Created attachment 27617 [details] Patch for issue Found a handful of Word files that cause ArrayIndexOOB. (Unable to attach sample due to sensitive nature of files). Patch included, essentially the pictureBytesStartOffset used for a System.arraycopy() is sometimes set to a negative value. Fix uses an existing less-than check but also makes sure it's greater than zero before using the new value rather than the default PICTF1BlockOffset. Stack Trace: (POI-3.8-beta4) Caused by: java.lang.ArrayIndexOutOfBoundsException at java.lang.System.arraycopy(Native Method) at org.apache.poi.hwpf.usermodel.Picture.fillRawImageContent(Picture.java:363) at org.apache.poi.hwpf.usermodel.Picture.getRawContent(Picture.java:203) at org.apache.poi.hwpf.usermodel.Picture.fillImageContent(Picture.java:372) at org.apache.poi.hwpf.usermodel.Picture.getContent(Picture.java:191) at org.apache.poi.hwpf.usermodel.Picture.suggestPictureType(Picture.java:330) at org.apache.poi.hwpf.usermodel.Picture.suggestFileExtension(Picture.java:315) at org.apache.poi.hwpf.usermodel.Picture.suggestFullFileName(Picture.java:150) at org.apache.tika.parser.microsoft.WordExtractor$PicturesSource.<init>(WordExtractor.java:504) at org.apache.tika.parser.microsoft.WordExtractor$PicturesSource.<init>(WordExtractor.java:488) at org.apache.tika.parser.microsoft.WordExtractor.parse(WordExtractor.java:81) at org.apache.tika.parser.microsoft.OfficeParser.parse(OfficeParser.java:196) at org.apache.tika.parser.CompositeParser.parse(CompositeParser.java:242) ... 45 more
Created attachment 27619 [details] Replaces initial patch.. improved Changes to greater-than or equal to 0
Please, provide example doc. It is possible we will be able to handle image correctly. You can send it to my email privately.
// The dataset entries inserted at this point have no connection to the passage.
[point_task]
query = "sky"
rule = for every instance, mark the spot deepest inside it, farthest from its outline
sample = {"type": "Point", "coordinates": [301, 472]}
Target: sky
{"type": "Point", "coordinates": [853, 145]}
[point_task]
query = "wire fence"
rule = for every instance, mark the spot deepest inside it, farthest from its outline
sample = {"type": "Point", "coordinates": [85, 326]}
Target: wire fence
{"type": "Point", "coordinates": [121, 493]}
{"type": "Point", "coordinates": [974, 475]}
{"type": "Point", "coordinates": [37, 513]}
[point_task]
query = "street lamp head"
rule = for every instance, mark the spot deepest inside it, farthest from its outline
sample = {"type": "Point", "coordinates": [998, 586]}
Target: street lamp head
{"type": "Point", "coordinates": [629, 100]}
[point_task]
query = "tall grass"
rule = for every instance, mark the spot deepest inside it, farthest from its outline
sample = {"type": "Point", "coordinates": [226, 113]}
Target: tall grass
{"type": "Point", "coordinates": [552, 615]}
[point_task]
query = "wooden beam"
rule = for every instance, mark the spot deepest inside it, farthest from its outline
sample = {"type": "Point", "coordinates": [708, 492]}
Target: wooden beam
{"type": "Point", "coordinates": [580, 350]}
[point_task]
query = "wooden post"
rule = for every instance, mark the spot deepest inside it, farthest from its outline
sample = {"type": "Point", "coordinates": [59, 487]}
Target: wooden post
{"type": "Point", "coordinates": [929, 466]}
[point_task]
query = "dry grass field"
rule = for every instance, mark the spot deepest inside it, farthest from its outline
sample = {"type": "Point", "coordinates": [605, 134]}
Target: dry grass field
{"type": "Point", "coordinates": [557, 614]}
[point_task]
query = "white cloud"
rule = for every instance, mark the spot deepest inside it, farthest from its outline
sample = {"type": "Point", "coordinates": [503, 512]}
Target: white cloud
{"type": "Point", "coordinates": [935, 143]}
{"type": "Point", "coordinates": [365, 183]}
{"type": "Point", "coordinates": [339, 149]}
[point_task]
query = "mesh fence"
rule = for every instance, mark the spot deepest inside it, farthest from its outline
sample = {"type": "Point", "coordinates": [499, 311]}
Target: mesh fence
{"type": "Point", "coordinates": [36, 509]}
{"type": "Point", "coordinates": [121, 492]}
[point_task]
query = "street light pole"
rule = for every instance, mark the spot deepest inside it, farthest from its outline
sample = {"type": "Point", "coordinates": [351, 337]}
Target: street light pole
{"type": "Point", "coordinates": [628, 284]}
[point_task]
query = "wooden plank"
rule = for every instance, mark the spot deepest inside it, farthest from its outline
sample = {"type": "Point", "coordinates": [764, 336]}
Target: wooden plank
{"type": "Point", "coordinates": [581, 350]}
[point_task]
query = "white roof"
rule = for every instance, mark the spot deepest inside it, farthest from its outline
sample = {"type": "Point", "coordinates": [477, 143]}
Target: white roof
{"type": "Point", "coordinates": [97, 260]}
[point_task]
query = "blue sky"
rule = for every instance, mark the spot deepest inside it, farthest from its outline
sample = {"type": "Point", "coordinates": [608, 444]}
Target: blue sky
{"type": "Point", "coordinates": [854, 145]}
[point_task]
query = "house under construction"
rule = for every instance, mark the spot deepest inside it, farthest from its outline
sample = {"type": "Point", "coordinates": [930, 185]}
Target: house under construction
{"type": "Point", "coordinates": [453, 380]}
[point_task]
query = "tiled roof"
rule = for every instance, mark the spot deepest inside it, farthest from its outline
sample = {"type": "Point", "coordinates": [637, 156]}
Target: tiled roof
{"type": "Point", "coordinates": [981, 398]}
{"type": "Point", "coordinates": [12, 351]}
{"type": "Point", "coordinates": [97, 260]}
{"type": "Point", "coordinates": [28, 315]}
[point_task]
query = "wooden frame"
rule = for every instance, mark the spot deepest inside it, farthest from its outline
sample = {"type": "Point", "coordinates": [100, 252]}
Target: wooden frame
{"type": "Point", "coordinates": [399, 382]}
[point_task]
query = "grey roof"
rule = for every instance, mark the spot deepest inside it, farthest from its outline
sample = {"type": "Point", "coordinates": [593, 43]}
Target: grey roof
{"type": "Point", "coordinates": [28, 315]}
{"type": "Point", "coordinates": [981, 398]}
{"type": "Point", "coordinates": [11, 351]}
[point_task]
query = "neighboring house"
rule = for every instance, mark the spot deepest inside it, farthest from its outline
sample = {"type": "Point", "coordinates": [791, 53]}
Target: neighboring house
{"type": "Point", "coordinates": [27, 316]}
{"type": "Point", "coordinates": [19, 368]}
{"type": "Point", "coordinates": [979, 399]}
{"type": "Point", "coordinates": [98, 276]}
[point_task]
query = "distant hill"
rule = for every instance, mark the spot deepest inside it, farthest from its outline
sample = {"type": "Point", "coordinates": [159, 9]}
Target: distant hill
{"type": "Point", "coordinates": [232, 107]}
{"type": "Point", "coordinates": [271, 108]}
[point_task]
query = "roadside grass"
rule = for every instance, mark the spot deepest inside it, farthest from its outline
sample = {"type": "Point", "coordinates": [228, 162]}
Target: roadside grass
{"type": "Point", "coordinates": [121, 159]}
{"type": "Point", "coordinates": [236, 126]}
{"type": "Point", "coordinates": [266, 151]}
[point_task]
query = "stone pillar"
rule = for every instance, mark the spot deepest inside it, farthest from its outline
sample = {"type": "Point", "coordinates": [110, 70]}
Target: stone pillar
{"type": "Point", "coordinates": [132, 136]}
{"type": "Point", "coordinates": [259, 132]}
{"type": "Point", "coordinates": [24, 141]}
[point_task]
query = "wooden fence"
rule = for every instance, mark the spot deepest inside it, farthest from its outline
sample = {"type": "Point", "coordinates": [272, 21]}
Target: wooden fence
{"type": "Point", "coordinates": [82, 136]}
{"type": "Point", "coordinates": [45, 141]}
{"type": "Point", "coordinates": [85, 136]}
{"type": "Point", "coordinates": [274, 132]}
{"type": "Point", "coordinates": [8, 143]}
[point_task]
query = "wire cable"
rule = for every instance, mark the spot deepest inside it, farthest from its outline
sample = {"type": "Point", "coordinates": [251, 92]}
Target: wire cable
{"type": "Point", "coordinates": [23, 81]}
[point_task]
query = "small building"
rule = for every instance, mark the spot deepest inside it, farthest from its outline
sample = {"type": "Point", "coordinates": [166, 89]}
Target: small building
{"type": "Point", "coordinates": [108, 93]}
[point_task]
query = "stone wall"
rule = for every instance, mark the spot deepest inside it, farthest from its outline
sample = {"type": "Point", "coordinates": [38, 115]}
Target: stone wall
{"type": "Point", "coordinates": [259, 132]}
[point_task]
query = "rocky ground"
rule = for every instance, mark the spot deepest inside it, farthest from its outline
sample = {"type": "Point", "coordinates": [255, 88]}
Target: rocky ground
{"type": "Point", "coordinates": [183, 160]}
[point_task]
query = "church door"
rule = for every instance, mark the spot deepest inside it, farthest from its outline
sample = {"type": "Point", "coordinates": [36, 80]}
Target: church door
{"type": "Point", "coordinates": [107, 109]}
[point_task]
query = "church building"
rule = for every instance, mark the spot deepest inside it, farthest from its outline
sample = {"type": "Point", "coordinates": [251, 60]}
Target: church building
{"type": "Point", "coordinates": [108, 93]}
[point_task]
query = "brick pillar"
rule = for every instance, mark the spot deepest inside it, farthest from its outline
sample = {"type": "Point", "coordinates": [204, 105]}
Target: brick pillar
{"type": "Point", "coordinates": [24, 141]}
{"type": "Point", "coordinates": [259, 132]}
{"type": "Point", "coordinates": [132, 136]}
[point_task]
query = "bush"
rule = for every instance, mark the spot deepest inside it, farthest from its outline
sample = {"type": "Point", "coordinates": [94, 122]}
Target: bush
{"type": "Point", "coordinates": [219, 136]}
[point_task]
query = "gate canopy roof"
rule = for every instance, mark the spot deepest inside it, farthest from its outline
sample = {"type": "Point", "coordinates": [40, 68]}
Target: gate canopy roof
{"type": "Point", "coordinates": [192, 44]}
*** Bug 51890 has been marked as a duplicate of this bug. ***
Image loading is completely rewritten. Please, check r1177710 or later.
Works like a charm. (In reply to comment #4) > Image loading is completely rewritten. Please, check r1177710 or later.
Agree, definitly works for the files I was having an issue with prior. Thanks very much for your attention to this matter.
Sergey, Thanks for this re-work of the Picture handling logic for MS Word documents. This seems to have fixed many of the random bugs that would pop-up across a large and varying data-set. I did however uncover one bug that was introduced by these fixes, and have supplied a patch. When you get a chance, could you please take a look at Bug 51974. (https://issues.apache.org/bugzilla/show_bug.cgi?id=51974) It's essentially a null pointer exception that is encountered when parsing text via TIKA that was not present prior. Thanks in advance, Jeremy (In reply to comment #4) > Image loading is completely rewritten. Please, check r1177710 or later.